BOOK REVIEW: ‘The Eternal Echo’ by Jeff Musillo

The Eternal Echo

The Eternal Echo

Dr. David Ravensdale has been dedicated to medical science since he was young. He becomes a successful medical doctor, but research is his real passion. With the help of two colleagues, he decides to conduct an independent experiment. He adopts a child with the goal of raising him solely on the internet with the bare minimum of real life social interaction.

“All I ever wanted was to better appreciate the human mind. The brain is perhaps the most complex structure in the known universe, so I knew the task would be far from stress-free. But I was up the challenge. I felt there was no one better than myself to analyze and expose why humans behave the way they do, particularly in relation to technology.”

This psychological thriller is what would happen if Jack Ketchum wrote a Ballardian novel. It remains a page turner throughout, while still keeping a keen eye on its themes. Dr. Ravensdale keeps a close observation on how his Subject develops from learning entirely from the internet. The results aren’t pretty. The Subject becomes a socially handicapped psychopath. Every test Ravensdale conducts results in The Subject engaging in destructive behavior. All because the he’s too reliant on interacting through a screen, and because he’s never engaged in any real interaction with another person.
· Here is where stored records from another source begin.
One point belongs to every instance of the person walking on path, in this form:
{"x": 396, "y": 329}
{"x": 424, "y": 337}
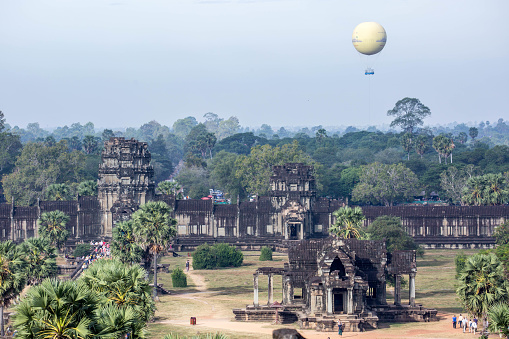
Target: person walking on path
{"x": 340, "y": 327}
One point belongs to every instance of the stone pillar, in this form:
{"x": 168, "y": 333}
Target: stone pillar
{"x": 329, "y": 301}
{"x": 255, "y": 286}
{"x": 397, "y": 290}
{"x": 411, "y": 291}
{"x": 271, "y": 291}
{"x": 349, "y": 300}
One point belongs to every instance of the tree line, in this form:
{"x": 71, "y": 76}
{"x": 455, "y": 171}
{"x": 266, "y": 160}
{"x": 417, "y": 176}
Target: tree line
{"x": 221, "y": 154}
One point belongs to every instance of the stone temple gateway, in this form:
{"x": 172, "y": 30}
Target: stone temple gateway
{"x": 330, "y": 279}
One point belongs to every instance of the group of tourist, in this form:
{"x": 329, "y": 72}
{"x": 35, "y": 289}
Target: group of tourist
{"x": 101, "y": 251}
{"x": 464, "y": 323}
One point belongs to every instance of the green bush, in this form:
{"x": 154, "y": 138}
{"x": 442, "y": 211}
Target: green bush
{"x": 81, "y": 250}
{"x": 266, "y": 254}
{"x": 460, "y": 261}
{"x": 218, "y": 255}
{"x": 178, "y": 278}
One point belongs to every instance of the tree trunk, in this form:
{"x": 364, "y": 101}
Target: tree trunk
{"x": 155, "y": 276}
{"x": 2, "y": 330}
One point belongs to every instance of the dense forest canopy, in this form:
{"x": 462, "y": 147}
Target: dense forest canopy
{"x": 219, "y": 153}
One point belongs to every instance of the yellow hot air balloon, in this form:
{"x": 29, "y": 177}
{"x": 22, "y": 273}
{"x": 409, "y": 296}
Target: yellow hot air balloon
{"x": 369, "y": 38}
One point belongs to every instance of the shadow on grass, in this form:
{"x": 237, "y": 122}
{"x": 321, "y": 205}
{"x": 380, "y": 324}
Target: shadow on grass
{"x": 435, "y": 293}
{"x": 432, "y": 263}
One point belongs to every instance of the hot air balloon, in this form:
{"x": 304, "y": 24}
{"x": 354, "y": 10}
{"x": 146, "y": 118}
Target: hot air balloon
{"x": 369, "y": 38}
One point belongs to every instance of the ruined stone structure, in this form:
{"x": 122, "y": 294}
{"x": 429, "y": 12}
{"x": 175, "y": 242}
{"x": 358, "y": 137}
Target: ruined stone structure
{"x": 125, "y": 180}
{"x": 330, "y": 279}
{"x": 291, "y": 211}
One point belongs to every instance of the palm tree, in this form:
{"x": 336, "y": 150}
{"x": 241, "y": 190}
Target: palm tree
{"x": 348, "y": 223}
{"x": 122, "y": 285}
{"x": 52, "y": 227}
{"x": 482, "y": 284}
{"x": 124, "y": 245}
{"x": 57, "y": 192}
{"x": 170, "y": 188}
{"x": 12, "y": 276}
{"x": 57, "y": 309}
{"x": 154, "y": 229}
{"x": 40, "y": 258}
{"x": 498, "y": 317}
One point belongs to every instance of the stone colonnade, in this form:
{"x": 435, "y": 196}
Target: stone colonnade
{"x": 411, "y": 289}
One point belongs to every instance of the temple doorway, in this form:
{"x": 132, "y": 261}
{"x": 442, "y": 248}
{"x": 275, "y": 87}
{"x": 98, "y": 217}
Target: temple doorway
{"x": 338, "y": 297}
{"x": 294, "y": 231}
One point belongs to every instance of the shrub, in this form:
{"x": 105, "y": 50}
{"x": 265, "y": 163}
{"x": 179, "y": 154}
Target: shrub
{"x": 266, "y": 254}
{"x": 218, "y": 255}
{"x": 460, "y": 261}
{"x": 81, "y": 250}
{"x": 178, "y": 278}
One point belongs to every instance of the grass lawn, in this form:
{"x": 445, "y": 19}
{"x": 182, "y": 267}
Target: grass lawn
{"x": 233, "y": 288}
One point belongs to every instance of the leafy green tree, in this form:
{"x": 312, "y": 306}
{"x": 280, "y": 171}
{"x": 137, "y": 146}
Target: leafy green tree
{"x": 52, "y": 227}
{"x": 501, "y": 234}
{"x": 460, "y": 261}
{"x": 122, "y": 285}
{"x": 265, "y": 254}
{"x": 40, "y": 259}
{"x": 227, "y": 128}
{"x": 182, "y": 127}
{"x": 178, "y": 278}
{"x": 444, "y": 146}
{"x": 348, "y": 223}
{"x": 421, "y": 144}
{"x": 154, "y": 228}
{"x": 58, "y": 192}
{"x": 391, "y": 230}
{"x": 87, "y": 188}
{"x": 453, "y": 181}
{"x": 407, "y": 143}
{"x": 81, "y": 250}
{"x": 255, "y": 170}
{"x": 488, "y": 190}
{"x": 39, "y": 166}
{"x": 222, "y": 173}
{"x": 90, "y": 144}
{"x": 498, "y": 316}
{"x": 380, "y": 183}
{"x": 409, "y": 113}
{"x": 124, "y": 246}
{"x": 482, "y": 284}
{"x": 170, "y": 188}
{"x": 218, "y": 255}
{"x": 12, "y": 276}
{"x": 56, "y": 309}
{"x": 462, "y": 137}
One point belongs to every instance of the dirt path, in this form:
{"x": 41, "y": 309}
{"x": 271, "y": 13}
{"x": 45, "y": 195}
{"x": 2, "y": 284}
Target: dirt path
{"x": 439, "y": 329}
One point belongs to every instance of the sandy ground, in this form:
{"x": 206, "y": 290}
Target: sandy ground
{"x": 438, "y": 329}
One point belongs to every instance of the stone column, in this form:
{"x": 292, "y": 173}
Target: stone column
{"x": 349, "y": 299}
{"x": 329, "y": 300}
{"x": 411, "y": 291}
{"x": 271, "y": 291}
{"x": 397, "y": 290}
{"x": 255, "y": 285}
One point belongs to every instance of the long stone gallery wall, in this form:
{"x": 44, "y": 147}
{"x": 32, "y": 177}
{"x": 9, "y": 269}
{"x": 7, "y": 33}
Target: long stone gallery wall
{"x": 291, "y": 211}
{"x": 256, "y": 222}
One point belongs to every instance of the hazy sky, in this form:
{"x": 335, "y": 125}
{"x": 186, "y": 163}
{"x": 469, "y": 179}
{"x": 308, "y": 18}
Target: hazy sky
{"x": 282, "y": 62}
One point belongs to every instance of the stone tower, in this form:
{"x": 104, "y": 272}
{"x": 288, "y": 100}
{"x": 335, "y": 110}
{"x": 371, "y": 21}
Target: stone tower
{"x": 293, "y": 194}
{"x": 125, "y": 180}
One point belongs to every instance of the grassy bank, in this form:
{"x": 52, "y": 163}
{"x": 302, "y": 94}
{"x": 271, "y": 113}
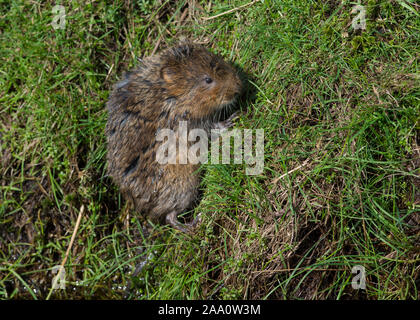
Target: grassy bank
{"x": 340, "y": 187}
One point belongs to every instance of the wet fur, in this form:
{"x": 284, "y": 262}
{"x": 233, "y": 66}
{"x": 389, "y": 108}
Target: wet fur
{"x": 163, "y": 90}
For example, in the first test, Dr. Ravensdale secures a job for The Subject in a library. The Subject finds himself unable to do any work. He wants nothing but to get back on the computer and browse the internet. When the manager tries to make The Subject do his job, The Subject brutally murders him.

“Once The Subject was old enough to comprehend the working world, my team provided him with occupational information, all the while trying to figure out if he had any particular skill set.

He did not.”

The novel’s primary concern is the relation of technology to human psychology. One could read this as a screed against the internet, but that would be an oversimplification. Through Ravensdale’s rantings, it’s clear that living off the internet isn’t the sole cause of The Subject’s mental deterioration. The abuse Ravensdale heaps on him is just as much a cause. This book handles its themes so well because it’s a thriller with no easy answers. Overly relying on technology is not healthy, but blaming it for the problems of modern society is simplistic and foolish. However, it still delves into how the depersonalization the internet causes can effect social relations of all types.

The Eternal Echo doesn’t have one major flaw I can point to. However, there are small problems littered throughout the book. Formatting and spelling errors, brief moments of awkward writing, and a couple of bad metaphors. Pointing these out individually would seem like nitpicking, but they pile up enough to be distracting and keep the novel from being as good as it could be.